Book Review of “Rambunctious Garden: Saving Nature in a Post-Wild World” by Emma Marris

Emma Marris, the author of Rambunctious Garden (RG), loves the nature hiding in back street alleys and along the highway median strip. Marris believes it’s time to abandon (or de-emphasize) what she sees as outdated and naïve conservation strategies such as creation of national parks and wilderness reserves.  She feels the biggest obstacles to a bold new world of “designer” and “novel” ecosystems is the “wilderness cult” that naively wants to preserve “natural” landscapes-which she says do not exist anymore.

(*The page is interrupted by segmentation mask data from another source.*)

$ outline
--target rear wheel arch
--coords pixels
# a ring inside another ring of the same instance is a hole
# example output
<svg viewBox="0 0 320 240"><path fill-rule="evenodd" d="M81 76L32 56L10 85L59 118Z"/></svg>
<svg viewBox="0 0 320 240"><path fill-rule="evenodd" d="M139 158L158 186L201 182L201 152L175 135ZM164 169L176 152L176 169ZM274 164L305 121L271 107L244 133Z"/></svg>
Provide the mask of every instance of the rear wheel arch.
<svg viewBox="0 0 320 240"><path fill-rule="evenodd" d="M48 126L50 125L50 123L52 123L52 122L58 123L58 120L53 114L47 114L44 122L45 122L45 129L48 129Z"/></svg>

Marris espouses the anthropocentric perspective that the Earth is more or less a resource cookie jar for humans-to be used carefully to be sure-but she doesn’t really question whether ethically or ecologically this is ultimately a good idea.

Marris is a cheerleader for the dangerous concept that humans are both intelligent enough and wise enough to “manage” the Earth-the ‘smart resource management’ school of thought. She is a prime example of the kind person biologist David Ehrenfeld had in mind when he wrote his book the Arrogance of Humanism. Embrace weeds, we are told. Assemble new designer ecosystems that can flourish with human activities. Increased economic growth is not seen as a problem, rather an opportunity to work with industry for the betterment of nature.